Foi em 2012 que o governo de Passos Coelho confirmou a abolição de quatro feriados a partir do ano seguinte: os feriados civis de 5 de Outubro e 1 de Dezembro e os feriados religiosos do Corpo de Deus e o de 1 de Novembro. Deixou, portanto, de ser feriado no dia em que se implantou a República no nosso país e no dia em que finalmente nos livrámos do domínio espanhol (1 de Dezembro de 1640) – duas datas marcantes da nossa história que constituem a identidade de um povo livre e soberano. Não consigo compreender o porquê de terem sido retirados; a meu ver, a questão era muito simples: é para retirar feriados? Então acaba-se com os feriados religiosos. É ridículo que um estado laico, como Portugal afirma ser na Constituição, tenha seis feriados religiosos (outrora oito) e três feriados civis (outrora 5). Não me irrita o facto de existirem mais feriados religiosos do que civis, irrita-me, simplesmente, que existam feriados religiosos especialmente associados à Igreja Católica. É ridículo que um Estado Laico, como o diz ser Portugal, tenha de abdicar de dois feriados que o caracterizam enquanto país democrático e independente quando se podia, simplesmente, fazer cair os feriados religiosos.

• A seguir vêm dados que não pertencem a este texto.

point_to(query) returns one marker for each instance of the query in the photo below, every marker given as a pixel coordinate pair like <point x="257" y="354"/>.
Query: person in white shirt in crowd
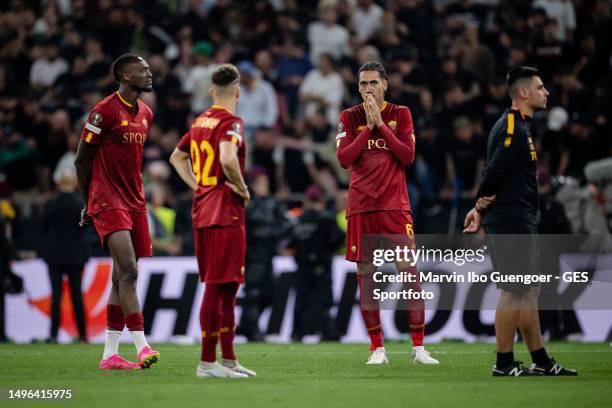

Dizem que existem feriados religiosos para preservar a tradição, mas, a meu ver, tradição não é nem nunca foi sinónimo de correcto. E se querem, realmente, preservar a identidade histórica de um povo católico, mantenham os dois mais importantes: o Natal e a Páscoa.

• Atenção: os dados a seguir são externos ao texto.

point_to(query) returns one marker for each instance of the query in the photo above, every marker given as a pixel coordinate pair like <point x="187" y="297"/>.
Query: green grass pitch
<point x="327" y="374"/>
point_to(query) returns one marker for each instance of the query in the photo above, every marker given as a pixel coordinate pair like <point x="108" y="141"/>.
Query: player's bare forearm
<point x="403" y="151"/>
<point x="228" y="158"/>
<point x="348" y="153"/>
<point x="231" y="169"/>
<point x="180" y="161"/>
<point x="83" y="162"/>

Portugal é um país envelhecido, pouco adepto da novidade e conservador –  a separação da Igreja Católica do Estado é algo que parece existir apenas na Constituição da República (pois isso não se vê no dia-a-dia) – e a Igreja impõe-lhe condições no que toca à abolição dos feriados religiosos. Mas como pode uma instituição religiosa impor condições a um Estado Laico?

A segunda pergunta que se impõe é: a abolição dos quatro feriados tem valido a pena? Nestes dois anos, o 5 de Outubro calhou ao fim de semana e o dia 1 de Novembro celebrou-se uma vez a um sábado evitando-se assim várias possibilidades de os trabalhadores fazerem ponte.

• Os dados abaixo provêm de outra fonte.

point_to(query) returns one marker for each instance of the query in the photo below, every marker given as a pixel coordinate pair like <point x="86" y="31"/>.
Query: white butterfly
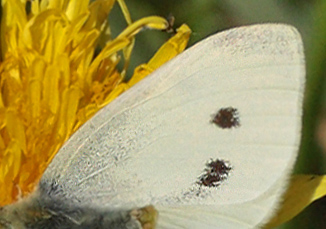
<point x="208" y="140"/>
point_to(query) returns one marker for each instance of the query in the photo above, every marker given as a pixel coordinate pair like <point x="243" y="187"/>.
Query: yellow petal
<point x="302" y="191"/>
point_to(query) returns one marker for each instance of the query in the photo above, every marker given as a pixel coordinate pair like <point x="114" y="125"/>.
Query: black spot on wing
<point x="227" y="118"/>
<point x="216" y="171"/>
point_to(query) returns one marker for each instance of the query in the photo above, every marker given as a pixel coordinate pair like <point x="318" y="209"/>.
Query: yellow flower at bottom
<point x="52" y="81"/>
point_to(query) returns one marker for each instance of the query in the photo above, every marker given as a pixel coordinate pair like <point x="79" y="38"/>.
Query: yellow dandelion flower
<point x="52" y="82"/>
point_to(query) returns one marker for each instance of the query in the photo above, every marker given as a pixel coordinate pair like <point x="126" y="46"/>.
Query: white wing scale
<point x="151" y="144"/>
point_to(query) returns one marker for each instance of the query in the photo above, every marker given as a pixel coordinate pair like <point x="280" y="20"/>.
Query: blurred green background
<point x="206" y="17"/>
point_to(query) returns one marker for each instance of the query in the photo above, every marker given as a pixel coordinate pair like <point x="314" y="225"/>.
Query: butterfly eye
<point x="227" y="118"/>
<point x="215" y="172"/>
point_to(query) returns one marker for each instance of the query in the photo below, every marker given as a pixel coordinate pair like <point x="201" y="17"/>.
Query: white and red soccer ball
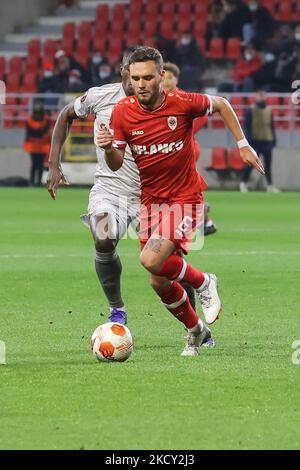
<point x="112" y="342"/>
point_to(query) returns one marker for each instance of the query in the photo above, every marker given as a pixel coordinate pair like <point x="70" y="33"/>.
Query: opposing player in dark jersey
<point x="158" y="127"/>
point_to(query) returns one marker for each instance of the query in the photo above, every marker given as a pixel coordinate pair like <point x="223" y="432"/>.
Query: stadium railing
<point x="80" y="144"/>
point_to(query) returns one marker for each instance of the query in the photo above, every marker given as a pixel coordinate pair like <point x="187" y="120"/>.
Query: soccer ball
<point x="112" y="342"/>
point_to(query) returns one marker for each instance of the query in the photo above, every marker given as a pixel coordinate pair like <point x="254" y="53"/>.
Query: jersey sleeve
<point x="199" y="105"/>
<point x="116" y="122"/>
<point x="84" y="105"/>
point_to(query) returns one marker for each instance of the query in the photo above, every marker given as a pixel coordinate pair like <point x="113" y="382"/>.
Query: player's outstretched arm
<point x="113" y="157"/>
<point x="248" y="154"/>
<point x="59" y="136"/>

Em suma, quem beneficiou disto tudo foram as grandes empresas que, abertas ao fim-de-semana, nestes quatro dias, não se vêem obrigadas a pagar trabalho suplementar: mais uma vez, uma medida a beneficiar os grandes grupos económicos portugueses. O Governo pensa em manter centros comerciais abertos e maquinarias a funcionar, quando deveria apostar no desenvolvimento do turismo e esses poucos fins-de-semana prolongados eram bons momentos para isso.

Fico triste ao estudar e ver que a separação da Igreja Católica do Estado é um mito. Em Portugal, a Igreja continua a ter uma influência tremenda especialmente junto dos partidos conservadores, de centro-direita e de extrema-direita, e através de associações secretas como a Opus Dei. Este é um retrato de um país retrogrado, corrupto e católico onde os governantes preferem abdicar de feriados em dias que constituem e demarcam a identidade um país, com especial destaque para a restauração da independência, a seguir o laicismo invocado na Constituição e terminar com os feriados religiosos. É triste; mas que mais podíamos esperar de um país cujo Presidente da República nunca se dignou a usar um cravo ao peito?